I will post the recipe verbatim. You might not want to include seeds, as I doubt they would add much in the way of THC to the mix. Up to you.

Kif Candy (Majoun)

This innocent-looking candy was once made in my presence in Morocco; but at the time I did not write down exactly what my friend Mohammed did. A disapproving Moroccan cook kept muttering to me, while Mohammed stirred and tasted the mixture. Needless to say he took quite a bit and spun around a frog pond four times before disappearing down the road at very high speed.

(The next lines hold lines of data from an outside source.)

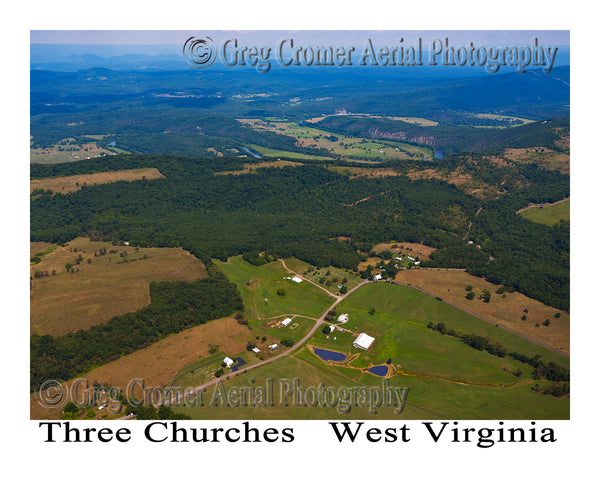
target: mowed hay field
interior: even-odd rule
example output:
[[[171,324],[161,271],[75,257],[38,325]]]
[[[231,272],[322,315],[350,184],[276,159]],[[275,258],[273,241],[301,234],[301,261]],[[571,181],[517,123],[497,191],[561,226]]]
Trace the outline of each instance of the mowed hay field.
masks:
[[[113,182],[132,182],[134,180],[155,180],[164,178],[156,168],[134,168],[114,172],[87,173],[84,175],[68,175],[66,177],[40,178],[31,180],[29,193],[36,189],[52,190],[54,193],[71,193],[80,190],[84,185],[101,185]]]
[[[128,383],[135,378],[144,380],[147,387],[166,387],[179,370],[201,358],[209,357],[211,345],[218,345],[219,352],[234,355],[245,350],[246,342],[252,336],[248,327],[240,325],[233,317],[220,318],[171,335],[85,373],[80,378],[87,380],[90,387],[97,382],[119,388],[124,393]],[[66,383],[70,386],[74,381]],[[59,418],[61,413],[61,409],[54,411],[41,407],[35,395],[31,395],[32,419]]]
[[[398,272],[396,282],[410,284],[440,298],[481,315],[492,322],[508,327],[523,335],[538,340],[562,352],[570,352],[570,317],[567,312],[544,305],[525,295],[506,292],[496,294],[499,286],[469,275],[466,272],[444,270],[403,270]],[[467,300],[465,295],[467,285],[473,286],[475,298]],[[478,297],[487,289],[491,292],[490,303],[484,303]],[[527,310],[527,312],[525,312]],[[560,312],[560,318],[554,314]],[[526,320],[521,317],[525,315]],[[548,319],[550,325],[543,322]],[[536,327],[536,324],[539,325]]]
[[[521,210],[519,214],[528,220],[544,225],[554,225],[561,220],[569,221],[571,218],[570,199],[562,200],[544,207],[531,207]]]
[[[103,248],[106,255],[94,256]],[[79,255],[82,259],[77,265]],[[74,273],[67,272],[67,263],[73,265]],[[37,278],[36,271],[48,272],[48,276]],[[181,248],[136,250],[77,238],[32,265],[31,277],[31,333],[56,336],[145,307],[150,303],[152,281],[193,281],[206,277],[206,269]]]

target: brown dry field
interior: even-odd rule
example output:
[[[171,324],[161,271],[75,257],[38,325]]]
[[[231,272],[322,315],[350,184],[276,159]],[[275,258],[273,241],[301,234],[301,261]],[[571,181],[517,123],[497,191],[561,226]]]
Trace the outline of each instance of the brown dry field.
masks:
[[[411,180],[431,178],[444,180],[452,185],[456,185],[465,193],[481,199],[499,194],[497,188],[491,187],[481,180],[474,180],[472,175],[464,173],[461,168],[452,170],[449,173],[441,172],[433,168],[426,168],[424,170],[409,171],[406,175]]]
[[[45,251],[53,244],[48,242],[30,242],[29,243],[29,257],[33,258],[36,253]]]
[[[259,162],[259,163],[244,163],[243,170],[232,170],[227,172],[216,172],[215,175],[242,175],[244,173],[252,173],[259,168],[281,168],[281,167],[298,167],[303,165],[299,162],[290,162],[288,160],[276,160],[274,162]]]
[[[54,193],[71,193],[80,190],[83,185],[101,185],[112,182],[131,182],[134,180],[154,180],[164,178],[156,168],[135,168],[114,172],[88,173],[85,175],[69,175],[66,177],[40,178],[30,181],[29,193],[36,188],[52,190]]]
[[[398,272],[395,280],[420,287],[502,326],[511,328],[563,352],[570,352],[569,314],[563,311],[560,318],[554,318],[554,314],[559,310],[528,298],[521,293],[506,293],[506,298],[502,298],[502,295],[495,293],[499,288],[498,285],[486,282],[466,272],[458,271],[403,270]],[[473,286],[475,292],[473,300],[465,298],[467,293],[465,287],[467,285]],[[484,303],[478,299],[479,294],[484,289],[492,293],[490,303]],[[523,312],[525,309],[528,310],[527,314]],[[527,320],[521,320],[523,315],[527,315]],[[546,319],[550,320],[550,325],[547,327],[542,325],[542,322]],[[536,323],[539,324],[539,327],[535,326]]]
[[[536,152],[536,150],[539,151]],[[571,156],[567,153],[553,152],[547,148],[507,148],[504,151],[504,157],[518,163],[535,163],[549,170],[558,170],[565,174],[570,172]]]
[[[253,332],[240,325],[233,317],[220,318],[204,325],[192,327],[171,335],[149,347],[125,355],[84,374],[81,378],[89,385],[98,382],[127,391],[130,380],[143,379],[147,387],[167,386],[182,368],[210,356],[210,345],[219,345],[219,351],[233,355],[246,348]],[[75,380],[70,380],[71,385]],[[32,419],[59,418],[58,411],[41,407],[34,395],[30,395]],[[123,414],[122,414],[123,415]],[[114,417],[114,416],[113,416]]]
[[[94,257],[94,252],[103,247],[117,252]],[[117,263],[125,252],[129,262]],[[83,261],[75,265],[79,254]],[[148,258],[143,259],[143,255]],[[92,263],[88,264],[87,259]],[[79,271],[68,273],[67,263]],[[56,275],[51,274],[52,270]],[[136,251],[133,246],[113,246],[85,238],[74,239],[44,255],[40,263],[31,266],[32,277],[34,271],[48,271],[50,275],[32,279],[30,328],[32,333],[49,335],[86,329],[145,307],[150,303],[152,281],[206,277],[202,262],[181,248]]]

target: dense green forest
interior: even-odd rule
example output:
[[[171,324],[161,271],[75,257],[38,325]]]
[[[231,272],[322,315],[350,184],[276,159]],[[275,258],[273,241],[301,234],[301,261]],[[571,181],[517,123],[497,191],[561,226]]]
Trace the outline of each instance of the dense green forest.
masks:
[[[532,145],[556,149],[555,141],[559,139],[557,129],[568,127],[569,118],[555,118],[513,128],[481,129],[447,124],[423,127],[400,120],[341,115],[327,117],[316,125],[342,135],[428,144],[446,153],[489,153],[509,147],[526,148]]]
[[[515,212],[528,202],[568,196],[569,177],[535,165],[484,168],[481,157],[480,164],[473,158],[447,158],[439,166],[468,167],[490,184],[503,185],[505,193],[479,200],[442,180],[352,178],[309,162],[246,175],[215,174],[241,169],[238,158],[132,155],[36,165],[33,177],[156,167],[166,178],[36,197],[31,239],[60,243],[89,236],[141,246],[182,246],[199,258],[222,260],[269,251],[317,266],[355,270],[364,244],[417,242],[440,249],[423,266],[464,267],[568,309],[568,225],[548,227]],[[387,168],[402,171],[409,164],[396,162]],[[481,249],[466,244],[469,222],[469,238]],[[330,240],[335,237],[351,241]]]

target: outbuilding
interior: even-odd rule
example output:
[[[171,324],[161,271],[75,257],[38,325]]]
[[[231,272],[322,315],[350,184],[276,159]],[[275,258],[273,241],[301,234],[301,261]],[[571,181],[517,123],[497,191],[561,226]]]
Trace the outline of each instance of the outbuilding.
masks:
[[[356,340],[354,340],[352,346],[356,348],[362,348],[363,350],[368,350],[374,341],[375,339],[370,335],[361,333],[358,337],[356,337]]]
[[[286,318],[285,320],[283,320],[283,321],[280,323],[280,325],[281,325],[282,327],[287,327],[287,326],[290,324],[290,322],[291,322],[291,321],[292,321],[292,319],[291,319],[291,318]]]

In searching out the proportions I came upon "The Hashish Cookbook" written by "Panama Rose" and published in New York. A little bit of detective work among the "tangier mafia" in New York revealed the identity of "Panama Rose," and from deduction I figured out she most likely learned to make majoun from Mohammed. Her recipe is very similar, except in the method of adding the kif (cannabis).

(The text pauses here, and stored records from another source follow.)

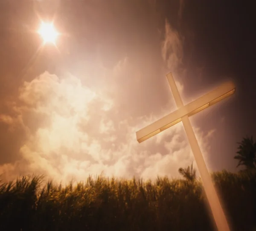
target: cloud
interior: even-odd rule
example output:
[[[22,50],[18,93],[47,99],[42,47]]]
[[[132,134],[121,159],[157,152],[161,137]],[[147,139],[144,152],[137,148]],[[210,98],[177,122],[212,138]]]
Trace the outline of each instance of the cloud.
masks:
[[[163,61],[177,73],[182,43],[167,21],[162,45]],[[137,61],[124,57],[112,69],[102,68],[90,78],[85,74],[85,81],[45,72],[25,82],[18,98],[9,103],[12,110],[0,114],[0,124],[12,128],[10,132],[19,127],[25,134],[19,158],[0,166],[0,173],[7,179],[43,173],[63,182],[102,173],[127,178],[178,176],[178,168],[194,159],[181,123],[141,144],[136,140],[137,130],[176,110],[172,101],[160,107],[155,92],[145,90],[156,90],[159,82],[152,73],[155,67],[148,67],[152,61],[145,59],[140,69]],[[96,87],[88,86],[89,78],[97,80]],[[182,92],[183,85],[176,83]],[[212,133],[195,131],[207,154]]]
[[[169,69],[176,70],[182,64],[182,40],[179,33],[171,26],[167,20],[165,31],[165,37],[162,48],[162,58]]]

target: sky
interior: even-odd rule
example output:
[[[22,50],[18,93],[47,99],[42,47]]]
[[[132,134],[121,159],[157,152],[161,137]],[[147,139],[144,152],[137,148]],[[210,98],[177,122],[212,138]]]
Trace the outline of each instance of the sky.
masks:
[[[235,95],[190,118],[211,172],[235,172],[256,137],[252,6],[231,1],[0,1],[0,174],[57,181],[89,175],[178,177],[197,168],[180,123],[136,132],[223,82]],[[61,34],[42,46],[41,21]]]

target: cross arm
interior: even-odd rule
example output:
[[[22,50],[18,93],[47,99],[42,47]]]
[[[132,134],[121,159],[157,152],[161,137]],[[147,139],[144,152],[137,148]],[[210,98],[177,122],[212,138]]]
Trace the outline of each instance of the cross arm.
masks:
[[[191,116],[233,94],[235,87],[228,82],[195,100],[184,105],[136,132],[139,143],[148,139],[181,121],[185,116]]]

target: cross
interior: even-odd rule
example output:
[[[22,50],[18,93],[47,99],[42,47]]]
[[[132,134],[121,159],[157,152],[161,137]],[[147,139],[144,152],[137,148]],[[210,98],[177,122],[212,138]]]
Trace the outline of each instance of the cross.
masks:
[[[178,109],[137,131],[137,140],[141,143],[182,121],[201,175],[217,227],[220,231],[229,231],[225,214],[189,117],[233,94],[235,90],[235,85],[232,82],[224,83],[204,95],[184,105],[172,73],[167,75],[166,77]]]

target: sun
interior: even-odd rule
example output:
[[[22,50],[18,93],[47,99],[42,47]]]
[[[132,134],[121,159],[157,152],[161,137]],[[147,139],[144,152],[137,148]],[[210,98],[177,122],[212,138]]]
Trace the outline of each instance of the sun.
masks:
[[[59,33],[55,30],[52,23],[42,22],[38,32],[44,39],[44,44],[49,43],[55,45]]]

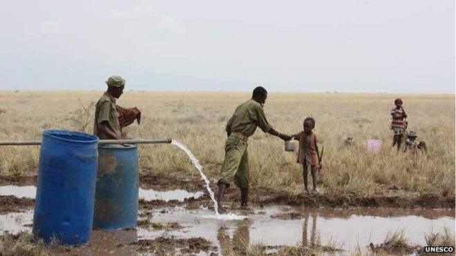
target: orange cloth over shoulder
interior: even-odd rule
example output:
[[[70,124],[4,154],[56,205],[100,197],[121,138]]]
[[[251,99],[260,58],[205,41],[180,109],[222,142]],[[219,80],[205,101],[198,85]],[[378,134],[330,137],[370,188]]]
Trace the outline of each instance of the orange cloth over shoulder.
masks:
[[[124,128],[131,125],[135,119],[137,121],[137,124],[141,123],[141,111],[137,108],[125,108],[116,105],[115,108],[119,113],[120,127]]]

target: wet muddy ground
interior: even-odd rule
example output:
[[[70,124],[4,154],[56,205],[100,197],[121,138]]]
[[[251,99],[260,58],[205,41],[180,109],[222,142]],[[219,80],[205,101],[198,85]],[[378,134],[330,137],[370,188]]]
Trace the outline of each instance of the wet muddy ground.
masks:
[[[424,245],[424,234],[444,227],[455,233],[454,199],[435,196],[290,195],[254,188],[251,208],[240,209],[238,191],[230,188],[226,197],[231,215],[219,219],[200,181],[140,180],[136,230],[94,230],[88,244],[53,248],[53,254],[244,254],[254,244],[274,254],[287,246],[331,244],[329,250],[336,248],[343,250],[336,254],[344,255],[367,251],[370,244],[380,244],[396,231],[403,230],[412,246]],[[0,177],[0,231],[31,230],[35,184],[36,177]]]
[[[197,177],[191,177],[187,179],[182,177],[169,177],[166,175],[141,175],[140,177],[140,187],[143,189],[152,189],[154,190],[182,190],[190,193],[205,191],[204,182]],[[36,176],[9,177],[0,176],[0,186],[35,186]],[[214,190],[215,188],[212,188]],[[0,193],[0,195],[3,195]],[[225,196],[227,203],[232,207],[238,204],[240,193],[238,189],[229,188]],[[375,195],[371,197],[362,197],[356,195],[329,195],[322,193],[319,195],[289,195],[283,191],[277,191],[267,188],[252,188],[249,193],[250,204],[252,206],[262,207],[268,205],[287,205],[292,206],[306,207],[331,207],[331,208],[350,208],[350,207],[386,207],[401,208],[454,208],[455,198],[449,198],[435,195],[421,195],[417,196],[399,196],[399,195]],[[195,208],[201,205],[209,206],[211,202],[207,193],[198,200],[191,201],[164,202],[160,199],[155,200],[151,205],[143,207],[156,207],[165,205],[186,205],[190,208]],[[1,200],[1,199],[0,199]],[[172,201],[172,200],[171,200]],[[0,212],[1,210],[0,206]]]

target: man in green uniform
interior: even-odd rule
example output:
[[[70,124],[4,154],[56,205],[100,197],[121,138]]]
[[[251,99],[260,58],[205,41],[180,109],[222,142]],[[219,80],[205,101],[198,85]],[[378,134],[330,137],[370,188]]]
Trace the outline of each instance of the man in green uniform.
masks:
[[[226,212],[222,206],[223,194],[231,181],[240,188],[240,206],[247,206],[249,193],[249,157],[247,139],[258,126],[265,132],[277,136],[284,141],[292,138],[272,128],[267,122],[263,105],[266,102],[267,92],[258,86],[254,90],[251,99],[239,105],[227,124],[228,139],[225,144],[225,155],[222,174],[218,180],[217,203],[220,213]]]
[[[112,76],[106,83],[108,90],[95,106],[93,134],[99,139],[122,139],[122,128],[133,123],[135,119],[139,124],[141,112],[136,108],[125,109],[115,104],[116,99],[124,93],[125,80],[123,78]],[[118,110],[127,115],[120,115]]]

I deny, absolutely, that I have ever tasted this recipe; on the other hand, let me tell you how Mohammed made majoun:
He placed about one pound of smen (ghee) in a pan with plenty of water and about 3 cups stalks, seeds, and leaves of kif. After bringing it to a boil he let it simmer 2 hours, then carefully strained it into a large, deep, roasting pan. He then threw away the stalks, seeds, and leaves and let the butter cool and rise to the top in the refrigerator overnight.
He then placed the butter in the pan with 1 pound chopped dates, 1 pound chopped figs, 1/2 pound raisins, 1 teaspoon ground ginger, some ground cinnamon, 1 tablespoon aniseed, 1/2 cup dark, heavy honey, and 1/2 cup each ground almonds and walnuts (these proportions are from The Hashish Cookbook). He then cooked all this together until it became very thick and brown. He added some orange flower water and ras el hanout to taste, and packed the majoun in clean jars.
My suggestion: Eat with care - never more than one tablespoon at a time.

Bram
02-12-2008, 10:02 AM
I am going to have to give this one a try. Anyting that makes someone run around a frog pond 4 times like that before disappearing has gotta be good.